From the 2011 National Health Interview Survey (NHIS) Preliminary Report, it is estimated that 21.2 million adult Americans, namely more than 10% of all adult Americans have trouble seeing. Among the  6.6 million working-age adults with BVI, 64% did not finish high school and approximately only 6% earned a Bachelor’s or higher degree [1]. The lack of proper and effective assistive technologies (AT) can be considered as a major roadblock for individuals that are BVI to actively participate in science and advanced research activities [2]. It is still a challenge for them to perceive and understand scientific visual data acquired during wet lab experimentation, such as viewing live specimens through a stereo microscope or histological samples through light microscopy (LM). According to Science and Engineering Indicator 2014 published by NSF, no more than 1% of blind or visually impaired people are involved in advanced science and engineering research and receive doctoral degrees [3].

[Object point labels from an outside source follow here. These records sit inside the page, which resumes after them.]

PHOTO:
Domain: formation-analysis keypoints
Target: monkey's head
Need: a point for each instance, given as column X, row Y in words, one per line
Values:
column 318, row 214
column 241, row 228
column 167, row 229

By using current single-modality human-computer interfaces (HCI), only limited visual information can be accessed due to different limitations of each sense. Although, tactile-vision sensory substitution (TVSS) technologies, such as Tongue electrotactile array [4], and tactile pictures [5], have been demonstrated capable of conveying visual information [6] of spatial phenomenology [7], the low resolution of somatosensory display arrays have always been a limitation of these methods to convey complex image information. Auditory-vision sensory substitution has also been studied in image perception [8], [9]. Trained early blind participants showed increased performance in localization and object recognition [10] through this substitution. Auditory-vision substitution always involves the memorization of different audio forms and training is required to map from different audio stimulus to visual cues. In addition, the focus on auditory feedback can decrease subjects’ ability to get information from the environment [11]. The current gap is that existing solutions cannot help conveying the richness, complexity and amount of data available to users without disabilities. In this study, a real-time multimodal image perception approach is investigated that incorporates the feedback to multiple sensory channels, including auditory, haptics and vibrotactile. Through the integration of multiple sensorial substitutions, participants supported using the proposed platform showed higher analytic performance than when using the standard interface based on one sensory feedback only.